Enfin! La FP2E (fédération professionnelle des entreprises de l’eau) qui regroupe les trois multinationales du secteur (Veolia, Suez et la Saur) et quatre autres comparses, avale une pilule amère : l’illégalité des coupures d’eau. Dans le numéro de novembre 2015 d’Aquae, sa lettre mensuelle, un article intitulé « le régime des coupures d’eau clarifié » prend acte de la loi Brottes. Extraits ci-dessous:

« A l’issue des débats parlementaires sur la loi de transition énergétique et au regard de l’avis conforme donné par le Conseil Constitutionnel sur les dispositions de la loi « Brottes » d’avril 2013, l’interdiction de couper l’alimentation en eau dans les résidences principales en cas d’impayés a été établie.
Il en résulte que les services publics d’eau et d’assainissement ne peuvent plus émettre d’avis de coupure dans les logements en cas d’impayés, ni même procéder à ces interruptions de service. »

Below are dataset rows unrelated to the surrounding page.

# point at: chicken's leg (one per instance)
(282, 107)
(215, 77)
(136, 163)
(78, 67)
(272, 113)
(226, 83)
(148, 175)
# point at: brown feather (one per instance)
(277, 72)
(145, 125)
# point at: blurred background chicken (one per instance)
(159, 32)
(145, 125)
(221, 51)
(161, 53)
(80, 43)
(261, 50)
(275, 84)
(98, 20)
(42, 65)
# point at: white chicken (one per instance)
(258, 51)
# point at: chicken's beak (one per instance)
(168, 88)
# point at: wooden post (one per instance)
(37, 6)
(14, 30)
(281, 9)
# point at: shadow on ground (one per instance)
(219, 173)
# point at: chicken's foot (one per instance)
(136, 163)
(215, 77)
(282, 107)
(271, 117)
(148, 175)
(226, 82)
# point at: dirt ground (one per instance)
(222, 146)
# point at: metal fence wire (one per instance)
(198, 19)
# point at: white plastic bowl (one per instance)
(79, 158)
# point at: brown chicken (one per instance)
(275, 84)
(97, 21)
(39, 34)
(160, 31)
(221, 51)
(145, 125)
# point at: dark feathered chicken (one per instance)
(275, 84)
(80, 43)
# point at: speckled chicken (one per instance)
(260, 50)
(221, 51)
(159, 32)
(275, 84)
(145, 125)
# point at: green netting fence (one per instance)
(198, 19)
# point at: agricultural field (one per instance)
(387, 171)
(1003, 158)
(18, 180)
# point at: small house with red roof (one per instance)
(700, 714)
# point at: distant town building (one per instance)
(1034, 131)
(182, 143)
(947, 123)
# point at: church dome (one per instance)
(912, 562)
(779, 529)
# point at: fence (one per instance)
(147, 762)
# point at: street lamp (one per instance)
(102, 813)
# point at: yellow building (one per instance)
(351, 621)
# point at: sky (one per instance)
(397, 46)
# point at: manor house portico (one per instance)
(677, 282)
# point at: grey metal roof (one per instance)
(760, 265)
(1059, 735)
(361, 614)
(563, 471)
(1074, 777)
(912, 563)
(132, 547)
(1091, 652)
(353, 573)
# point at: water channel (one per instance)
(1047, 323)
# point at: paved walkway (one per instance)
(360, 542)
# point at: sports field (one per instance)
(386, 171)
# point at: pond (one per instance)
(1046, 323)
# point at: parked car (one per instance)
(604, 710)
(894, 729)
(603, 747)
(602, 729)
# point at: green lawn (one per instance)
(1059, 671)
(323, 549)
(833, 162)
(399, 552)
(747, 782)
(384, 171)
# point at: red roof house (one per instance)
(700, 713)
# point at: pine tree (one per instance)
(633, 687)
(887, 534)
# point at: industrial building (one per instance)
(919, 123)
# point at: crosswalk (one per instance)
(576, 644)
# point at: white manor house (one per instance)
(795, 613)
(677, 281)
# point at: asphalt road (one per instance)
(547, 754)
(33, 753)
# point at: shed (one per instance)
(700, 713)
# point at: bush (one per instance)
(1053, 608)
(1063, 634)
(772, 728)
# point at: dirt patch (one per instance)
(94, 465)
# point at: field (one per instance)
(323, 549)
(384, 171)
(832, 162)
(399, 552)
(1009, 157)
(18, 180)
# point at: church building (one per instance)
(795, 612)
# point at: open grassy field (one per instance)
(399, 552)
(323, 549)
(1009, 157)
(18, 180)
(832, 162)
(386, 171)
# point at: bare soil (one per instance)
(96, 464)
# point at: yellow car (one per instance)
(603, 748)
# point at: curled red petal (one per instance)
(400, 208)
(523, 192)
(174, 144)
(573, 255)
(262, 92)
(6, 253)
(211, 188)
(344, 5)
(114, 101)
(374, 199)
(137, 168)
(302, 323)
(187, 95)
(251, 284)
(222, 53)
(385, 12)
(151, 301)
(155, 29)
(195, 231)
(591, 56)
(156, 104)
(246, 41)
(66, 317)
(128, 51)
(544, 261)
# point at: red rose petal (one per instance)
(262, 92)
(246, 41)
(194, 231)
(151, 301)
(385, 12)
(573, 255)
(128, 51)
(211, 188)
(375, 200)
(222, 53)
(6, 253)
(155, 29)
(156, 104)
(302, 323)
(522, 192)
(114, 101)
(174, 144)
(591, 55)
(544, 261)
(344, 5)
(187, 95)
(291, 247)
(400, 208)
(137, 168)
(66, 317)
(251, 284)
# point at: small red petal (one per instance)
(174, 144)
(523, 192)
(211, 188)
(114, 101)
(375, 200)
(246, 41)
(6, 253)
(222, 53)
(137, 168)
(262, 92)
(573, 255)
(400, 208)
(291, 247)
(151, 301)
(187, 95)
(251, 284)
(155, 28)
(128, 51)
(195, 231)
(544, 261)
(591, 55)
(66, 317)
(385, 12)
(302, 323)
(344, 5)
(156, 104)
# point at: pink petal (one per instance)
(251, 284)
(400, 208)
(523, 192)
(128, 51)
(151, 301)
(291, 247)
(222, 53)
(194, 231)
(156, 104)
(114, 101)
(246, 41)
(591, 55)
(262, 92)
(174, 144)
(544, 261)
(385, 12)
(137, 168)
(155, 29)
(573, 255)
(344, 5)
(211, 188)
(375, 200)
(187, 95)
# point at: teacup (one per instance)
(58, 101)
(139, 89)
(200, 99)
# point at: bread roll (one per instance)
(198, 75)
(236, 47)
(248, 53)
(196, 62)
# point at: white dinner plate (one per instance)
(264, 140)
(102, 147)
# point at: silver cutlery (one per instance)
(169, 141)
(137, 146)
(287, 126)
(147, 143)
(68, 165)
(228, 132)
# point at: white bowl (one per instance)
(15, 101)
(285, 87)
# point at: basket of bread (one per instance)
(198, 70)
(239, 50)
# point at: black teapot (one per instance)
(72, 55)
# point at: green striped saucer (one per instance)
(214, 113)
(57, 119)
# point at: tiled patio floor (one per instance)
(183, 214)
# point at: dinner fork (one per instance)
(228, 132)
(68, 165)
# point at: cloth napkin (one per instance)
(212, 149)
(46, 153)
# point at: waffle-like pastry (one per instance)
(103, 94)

Bon, il en aura fallu du temps et de la détermination de la part de la Coordination Eau Île-de-France et de la Fondation France Libertés (et de bien d’autres associations, citoyens et élus qui participent à cette lutte) pour en arriver là: les multinationales reconnaissent la loi! Maintenant il ne reste plus à Veolia et à la Saur qu’à passer aux actes et à arrêter définitivement les coupures d’eau (et les avis de coupure, comme le précise l’article dans une formulation assez bizarre). Car, en décembre, nous avons encore reçu des témoignages de coupures d’eau! Nous n’aurons de cesse de les rappeler au respect de la loi, et maintenant, de leur parole.

La FP2E s’inquiète de la croissance des impayés que provoquerait, selon elle, l’interdiction des coupures d’eau: « certaines régies municipales font état de niveaux d’impayés multipliés par trois depuis l’annonce de cette coupure ».  En réalité, malgré nos multiples demandes, la FP2E n’a jamais été capable de nous fournir le moindre chiffre concernant les impayés: trop compliqué, non répertorié, ont été les réponses de la fédération représentant les majors de l’eau…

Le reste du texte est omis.